I visited the Centre Pompidou in Paris in 2011.
I do not want to pretend I understood every work I saw. What stayed with me was the building. Pipes, escalators, and structure exposed on the outside; things that usually belong inside had been pulled out into the city. At first it looked unfinished, almost mischievous. And yet there it was, standing in the middle of Paris as a museum.
So when I heard the Pompidou name was coming to Seoul, I thought first about the place, not the collection.
The 63 Building, of all places.

The Building That Once Meant Seoul
The 63 Building is an old image for me. When someone said they were going to Seoul, this was the building that came to mind: gold glass, the Han River, the observatory, the aquarium, family outings, tour buses. Before Seoul’s image was split among Lotte World Tower, Seongsu, Hannam, DDP, The Hyundai, and a dozen other scenes, the 63 Building looked like the city’s future.
But landmarks age too.
What once looked like the future eventually becomes a memory. Taller towers appear, newer places take over the city’s image, and older symbols do not disappear so much as move into the background. That is what happened to the 63 Building. It remained, but it was no longer the single image of Seoul.
Now an art museum has moved in.
A Box of Light Where the Aquarium Used to Be
Centre Pompidou Hanwha opened on June 4, 2026. It was created through a partnership between the Centre Pompidou in Paris and the Hanwha Foundation of Culture, and designed by Jean-Michel Wilmotte. According to the official introduction, it remakes the structure inside the 63 Building that used to house an aquarium. Four levels, more than 10,000 square meters, two galleries. The Centre Pompidou describes it as a “box of light.”
The phrase makes most sense at night.

By day, daylight enters through the glass facade. By night, the light inside spills toward the city. Next to the vertical mass of the 63 Building, a horizontal white band now lies across the ground. It is not a competition in height. It is an attempt to empty an old structure and give it a different rhythm.
While the Paris Building Is Closed
The timing is interesting. The Centre Pompidou’s main building in Paris is undergoing a major renovation from 2025 to 2030. The building is closed, while works from the collection move to the Grand Palais, Centre Pompidou-Metz, and international outposts. So it would be too simple to say, “You cannot see Pompidou in Paris, but you can in Seoul.” The building is closed, but the collection and programs keep moving outside it.
A better way to put it is this: for now, Pompidou is less one building than a constellation of cities, and Seoul has become one of its new bright points.
The inaugural exhibition is The Cubists: Inventing Modern Vision, running from June 4 to October 4, 2026. The official exhibition page lists 43 artists from the Pompidou collection and 11 artists in KOREA FOCUS, with 91 Pompidou works and 21 Korean modern works. The press kit describes the show as 54 artists and 112 works in total.
What interests me is the KOREA FOCUS section. The exhibition is not only importing a French collection into Seoul. It asks how Korean modern art in the early twentieth century imagined, translated, and answered Paris. When a figure like Yi Sang enters that frame, the show starts to look less like a foreign brand landing in Seoul and more like a piece of history being reread here.
A Reason to Return
This is not only a story about one museum. The 63 Building itself is being rewritten. Its 60th-floor observatory has shifted toward media art, and a rooftop that had been closed for 16 years has reopened. A report based on Hanwha Life’s renewal materials also mentions the “63 Oudolf Garden,” designed by Piet Oudolf, known for planting design at New York’s High Line and Chicago’s Lurie Garden. The important nuance is that this garden belongs to the broader 63 Building renewal, not only to Centre Pompidou Hanwha.

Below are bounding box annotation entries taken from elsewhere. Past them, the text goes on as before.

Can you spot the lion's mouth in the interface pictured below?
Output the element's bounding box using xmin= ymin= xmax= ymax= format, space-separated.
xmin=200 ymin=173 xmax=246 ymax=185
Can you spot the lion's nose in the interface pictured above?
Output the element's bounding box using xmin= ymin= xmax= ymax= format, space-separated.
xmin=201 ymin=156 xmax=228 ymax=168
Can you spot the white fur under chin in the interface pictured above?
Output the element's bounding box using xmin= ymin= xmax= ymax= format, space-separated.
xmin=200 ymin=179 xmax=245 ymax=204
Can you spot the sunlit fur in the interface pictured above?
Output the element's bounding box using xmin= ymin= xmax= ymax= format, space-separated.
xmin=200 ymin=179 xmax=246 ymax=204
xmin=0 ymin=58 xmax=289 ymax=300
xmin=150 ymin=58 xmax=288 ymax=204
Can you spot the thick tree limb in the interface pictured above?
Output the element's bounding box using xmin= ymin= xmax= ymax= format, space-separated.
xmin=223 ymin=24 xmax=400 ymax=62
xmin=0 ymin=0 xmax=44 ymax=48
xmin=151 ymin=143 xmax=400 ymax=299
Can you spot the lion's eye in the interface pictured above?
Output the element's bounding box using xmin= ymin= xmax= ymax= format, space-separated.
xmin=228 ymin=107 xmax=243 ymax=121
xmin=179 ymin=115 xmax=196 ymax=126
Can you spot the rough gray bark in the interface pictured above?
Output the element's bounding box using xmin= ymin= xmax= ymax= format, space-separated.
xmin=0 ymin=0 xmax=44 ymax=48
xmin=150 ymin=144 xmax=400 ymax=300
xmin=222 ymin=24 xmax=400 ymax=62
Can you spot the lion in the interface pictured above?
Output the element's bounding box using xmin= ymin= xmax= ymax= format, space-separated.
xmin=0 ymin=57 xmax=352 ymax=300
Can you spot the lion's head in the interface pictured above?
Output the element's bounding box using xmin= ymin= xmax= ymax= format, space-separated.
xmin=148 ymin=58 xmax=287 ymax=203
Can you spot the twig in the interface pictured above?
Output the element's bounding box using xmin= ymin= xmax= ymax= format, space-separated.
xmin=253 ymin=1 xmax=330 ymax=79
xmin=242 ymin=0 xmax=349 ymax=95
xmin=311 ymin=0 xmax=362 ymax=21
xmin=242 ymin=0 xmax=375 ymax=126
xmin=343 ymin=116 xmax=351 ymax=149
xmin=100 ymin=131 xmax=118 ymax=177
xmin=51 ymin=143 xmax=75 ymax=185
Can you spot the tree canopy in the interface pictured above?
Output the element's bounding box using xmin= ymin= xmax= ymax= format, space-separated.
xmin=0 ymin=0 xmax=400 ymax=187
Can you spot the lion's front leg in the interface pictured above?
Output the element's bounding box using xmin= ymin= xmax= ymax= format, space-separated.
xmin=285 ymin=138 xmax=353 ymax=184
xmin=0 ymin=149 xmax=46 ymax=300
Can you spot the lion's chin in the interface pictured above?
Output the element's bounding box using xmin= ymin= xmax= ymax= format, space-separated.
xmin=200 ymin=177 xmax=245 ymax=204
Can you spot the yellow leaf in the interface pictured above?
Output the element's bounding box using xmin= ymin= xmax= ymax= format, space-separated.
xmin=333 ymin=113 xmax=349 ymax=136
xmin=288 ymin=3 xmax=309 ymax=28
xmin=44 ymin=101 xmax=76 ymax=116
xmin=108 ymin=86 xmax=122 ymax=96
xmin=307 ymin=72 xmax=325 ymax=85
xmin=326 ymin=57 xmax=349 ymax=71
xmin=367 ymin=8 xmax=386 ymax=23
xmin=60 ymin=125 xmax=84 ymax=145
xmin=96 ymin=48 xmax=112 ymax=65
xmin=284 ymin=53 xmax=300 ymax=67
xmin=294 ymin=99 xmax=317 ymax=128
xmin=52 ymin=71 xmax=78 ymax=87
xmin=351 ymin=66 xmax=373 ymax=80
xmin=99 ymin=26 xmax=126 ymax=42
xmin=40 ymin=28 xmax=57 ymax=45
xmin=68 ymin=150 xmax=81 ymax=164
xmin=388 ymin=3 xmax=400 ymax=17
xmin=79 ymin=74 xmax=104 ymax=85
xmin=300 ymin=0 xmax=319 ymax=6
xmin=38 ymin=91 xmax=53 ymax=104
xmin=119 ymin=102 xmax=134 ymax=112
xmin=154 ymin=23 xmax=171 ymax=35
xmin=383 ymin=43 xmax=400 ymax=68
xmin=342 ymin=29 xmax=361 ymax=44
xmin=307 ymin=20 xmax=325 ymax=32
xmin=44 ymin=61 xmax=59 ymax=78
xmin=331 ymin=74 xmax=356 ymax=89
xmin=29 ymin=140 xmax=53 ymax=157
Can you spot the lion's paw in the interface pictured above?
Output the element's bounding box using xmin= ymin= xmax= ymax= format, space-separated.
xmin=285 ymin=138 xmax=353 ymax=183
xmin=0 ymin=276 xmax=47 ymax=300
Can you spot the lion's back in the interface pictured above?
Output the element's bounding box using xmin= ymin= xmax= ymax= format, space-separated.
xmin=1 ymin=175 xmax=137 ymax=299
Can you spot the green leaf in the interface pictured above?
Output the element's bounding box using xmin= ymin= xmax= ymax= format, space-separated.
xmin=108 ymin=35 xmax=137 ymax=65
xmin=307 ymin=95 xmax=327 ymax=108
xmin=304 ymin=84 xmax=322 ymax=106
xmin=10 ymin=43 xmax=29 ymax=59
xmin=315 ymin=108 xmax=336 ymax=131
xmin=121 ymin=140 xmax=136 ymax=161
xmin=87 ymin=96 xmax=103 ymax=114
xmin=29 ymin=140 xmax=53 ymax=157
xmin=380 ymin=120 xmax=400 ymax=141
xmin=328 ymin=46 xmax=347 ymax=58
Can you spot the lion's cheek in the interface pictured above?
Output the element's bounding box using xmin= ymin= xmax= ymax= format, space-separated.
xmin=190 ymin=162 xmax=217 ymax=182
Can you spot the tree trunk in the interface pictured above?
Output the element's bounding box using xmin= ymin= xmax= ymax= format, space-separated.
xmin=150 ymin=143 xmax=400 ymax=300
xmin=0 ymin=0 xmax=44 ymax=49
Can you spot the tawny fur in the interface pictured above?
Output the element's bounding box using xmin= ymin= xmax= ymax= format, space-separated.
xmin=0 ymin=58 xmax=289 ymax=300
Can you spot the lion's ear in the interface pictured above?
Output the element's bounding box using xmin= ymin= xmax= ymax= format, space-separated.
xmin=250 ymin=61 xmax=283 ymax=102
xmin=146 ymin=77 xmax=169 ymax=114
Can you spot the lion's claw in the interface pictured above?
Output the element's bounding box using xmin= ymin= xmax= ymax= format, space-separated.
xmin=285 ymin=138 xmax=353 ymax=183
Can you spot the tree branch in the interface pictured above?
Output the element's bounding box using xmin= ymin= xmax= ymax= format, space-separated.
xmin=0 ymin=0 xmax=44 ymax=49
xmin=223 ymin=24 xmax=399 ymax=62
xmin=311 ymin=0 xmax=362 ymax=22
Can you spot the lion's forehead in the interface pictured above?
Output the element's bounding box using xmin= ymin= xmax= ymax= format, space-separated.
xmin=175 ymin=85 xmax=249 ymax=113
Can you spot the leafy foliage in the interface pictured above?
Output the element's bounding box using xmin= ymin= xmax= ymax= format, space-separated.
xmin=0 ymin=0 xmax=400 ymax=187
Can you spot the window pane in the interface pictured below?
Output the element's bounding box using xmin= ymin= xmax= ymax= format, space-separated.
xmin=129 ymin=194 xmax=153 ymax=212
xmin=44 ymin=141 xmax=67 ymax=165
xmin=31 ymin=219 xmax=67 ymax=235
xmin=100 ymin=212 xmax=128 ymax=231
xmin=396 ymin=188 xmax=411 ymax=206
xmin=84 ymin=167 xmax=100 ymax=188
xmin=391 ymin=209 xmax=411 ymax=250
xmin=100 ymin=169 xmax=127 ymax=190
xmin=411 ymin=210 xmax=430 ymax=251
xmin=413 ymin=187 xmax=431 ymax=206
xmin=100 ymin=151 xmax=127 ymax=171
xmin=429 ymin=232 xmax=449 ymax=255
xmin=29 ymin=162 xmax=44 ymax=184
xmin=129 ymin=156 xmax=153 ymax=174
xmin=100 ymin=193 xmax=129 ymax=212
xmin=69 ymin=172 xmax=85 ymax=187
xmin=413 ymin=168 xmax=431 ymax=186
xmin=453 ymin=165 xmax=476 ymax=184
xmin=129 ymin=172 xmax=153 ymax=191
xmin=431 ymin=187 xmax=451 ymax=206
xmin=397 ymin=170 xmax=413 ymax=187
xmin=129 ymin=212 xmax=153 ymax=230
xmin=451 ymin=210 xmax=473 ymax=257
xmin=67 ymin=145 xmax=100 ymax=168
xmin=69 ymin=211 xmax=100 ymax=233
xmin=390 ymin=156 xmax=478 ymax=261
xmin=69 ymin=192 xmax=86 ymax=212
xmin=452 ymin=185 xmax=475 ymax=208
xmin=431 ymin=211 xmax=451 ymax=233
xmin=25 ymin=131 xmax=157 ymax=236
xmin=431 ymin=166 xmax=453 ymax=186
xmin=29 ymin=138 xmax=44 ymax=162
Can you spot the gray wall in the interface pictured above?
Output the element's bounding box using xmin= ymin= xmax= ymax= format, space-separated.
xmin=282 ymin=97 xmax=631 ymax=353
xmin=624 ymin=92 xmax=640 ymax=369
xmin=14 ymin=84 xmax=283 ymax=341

A building that once competed by height is trying to call people back by what it contains. I like that shift. A city landmark can age in two ways: it can remain inside old photographs, or it can be read again through a new use.
The 63 Building has chosen the latter.
What More Museums Mean
I like the idea of more places like this in Seoul. It is good for people, for the city, and for artists.
Museums are inefficient spaces. They do not resolve quickly. They do not always give you an answer. Sometimes you feel nothing in front of a work. Sometimes you stay in a room longer than expected for reasons you cannot explain. But that inefficiency is exactly why cities need museums. People need time that does not produce anything, and cities need places that can hold that time.
The feeling that Seoul is becoming a global megacity comes from moments like this. Not from another tall tower, but from the growing list of things one can see on a Tuesday evening.
Someone’s First Pompidou
In 2011, I met the Pompidou for the first time in Paris. That was where I learned that even if you do not know much about art, a space can still stay with you.
In 2026, someone will meet it for the first time in Yeouido. On a school trip, on a date, or because they remember the old aquarium. Some of them will leave with something, even if they still do not know much about art.
Someone’s first Pompidou will not be Paris. It will be Yeouido.
That, too, is what it means for a museum to open.